How To Keep Your Dog Safe In The Summer
What many people don’t understand when adopting a dog is that they are basically adopting a child that will need constant care and attention, not to mention the commitment and responsibility that come with having a pet. This doesn’t only mean cuddling and occasional grooming, but a lot of prevention and care that is needed for your four-legged friend to thrive and live by your side for a long time. This is why it’s crucial to keep in mind that getting your dog outside is definitely fun, but you should also be aware that there are situations that are less than optimal for your pooch and do what you can to prevent them.
There are some simple steps that you can take to keep your doggy safe and healthy, so we will talk about some of the situations that can be potentially problematic and how you can avoid them.
Let’s start with the basics – feeding. Dogs love people food, that’s for sure, but this can cause some serious digestive problems in the summer. Warm, humid days don’t help your dog in any way, add to that heavy food that’s hard to digest and you can have diarrhea or vomiting on your hands. If this happens, hydrate your dog and don’t feed them for a couple of hours, then maybe offer some low fat cheese, but if the state remains the same, take them to the vet.

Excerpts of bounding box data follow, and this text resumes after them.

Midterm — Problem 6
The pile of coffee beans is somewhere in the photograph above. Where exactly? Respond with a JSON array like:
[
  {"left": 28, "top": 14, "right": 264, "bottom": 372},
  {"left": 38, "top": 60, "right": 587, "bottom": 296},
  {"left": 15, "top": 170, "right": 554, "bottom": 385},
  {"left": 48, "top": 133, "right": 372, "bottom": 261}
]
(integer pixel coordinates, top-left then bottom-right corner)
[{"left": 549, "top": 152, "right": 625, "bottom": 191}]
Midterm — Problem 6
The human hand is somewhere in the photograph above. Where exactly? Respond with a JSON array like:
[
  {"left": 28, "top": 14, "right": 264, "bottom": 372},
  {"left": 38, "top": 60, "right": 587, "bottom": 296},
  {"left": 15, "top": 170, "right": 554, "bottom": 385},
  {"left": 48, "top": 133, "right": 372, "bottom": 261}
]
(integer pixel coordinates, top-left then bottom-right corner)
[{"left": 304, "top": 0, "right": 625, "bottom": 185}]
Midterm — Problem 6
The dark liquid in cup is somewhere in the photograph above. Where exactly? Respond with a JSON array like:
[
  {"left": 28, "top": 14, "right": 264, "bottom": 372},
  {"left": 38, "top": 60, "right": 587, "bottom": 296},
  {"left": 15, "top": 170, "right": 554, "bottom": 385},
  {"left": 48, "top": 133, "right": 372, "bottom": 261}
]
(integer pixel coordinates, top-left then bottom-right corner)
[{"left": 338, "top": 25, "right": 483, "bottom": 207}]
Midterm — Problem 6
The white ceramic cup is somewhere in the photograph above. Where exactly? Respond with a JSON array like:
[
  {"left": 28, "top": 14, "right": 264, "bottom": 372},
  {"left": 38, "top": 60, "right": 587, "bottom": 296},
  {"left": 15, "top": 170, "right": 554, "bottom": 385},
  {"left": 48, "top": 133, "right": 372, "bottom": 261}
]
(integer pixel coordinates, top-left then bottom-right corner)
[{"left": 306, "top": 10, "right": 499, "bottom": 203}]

Going to the dog park helps your dog socialize and get some exercise – two very important components for a happy pooch. However, dog parks are also somewhat of a battlefield, where dogs get into fights and sometimes it’s not easy to stop that. Be alert while in the dog park, know your way around, and just like with a child, keep your eye on your dog at all times.
Speaking of outdoor activities, it’s important to mention one of the biggest canine enemies – heatstroke. If your dog has a thick coat or originates from the colder parts of the planet, it is paramount for them to stay inside with air conditioning on and lots of water available. Even if they don’t have a specific problem with warmth, dogs are quite susceptible to suffering a heatstroke, so think about that every time you walk your pet in the summer.
If you own a dog, then you probably know that most of them fear thunderstorms and can become quite restless while the weather is stormy. If your dog predominantly lives outside, when the storm strikes, make sure to get them inside, otherwise they can get really scared and that fear can transfer to all areas of their life. Once inside, make sure to keep them company so that they would realize that everything is all right. Also, keep them occupied – whether you opt for cuddling (dogs feel safe when they’re close to their owners), playing or just chilling on the couch, these distractions will help your dog remain or regain calm, even if a thunderstorm is raging outside.
Dogs shouldn’t be left alone in cars for longer periods of time, especially not in the warm weather. Dogs pant when they’re hot (they can’t sweat) so when you leave them in a container made of metal and glass, it won’t take long before the temperature in the car becomes too much to handle. This is again where the heatstroke comes into play, not to mention suffocation, though this is a less likely scenario. If you need to go somewhere and it’s ridiculously hot outside, leave your dog at home, where they will be much safer under the AC, with enough water and room to walk around.
Heartworm disease is a very serious issue for all dogs, though most owners don’t really understand the reality of this threat until it’s too late. This disease is transmitted by mosquitos, but thankfully, it’s easy to keep it at bay with prevention. Just make sure to give your pooch some heartworm prevention during the winter and they won’t have any problem with this troublesome and hardly curable disease.
Dogs can sometimes be very naughty if they have an excess of energy. Boredom can provoke nervousness, even aggression, so make sure to exercise your dog regularly so that they wouldn’t get destructive.
All these potential issues shouldn’t stop you from getting a dog, but you should know what you’re facing when accepting a new pet into your home. For all the care and love you give, you will be reciprocated tenfold.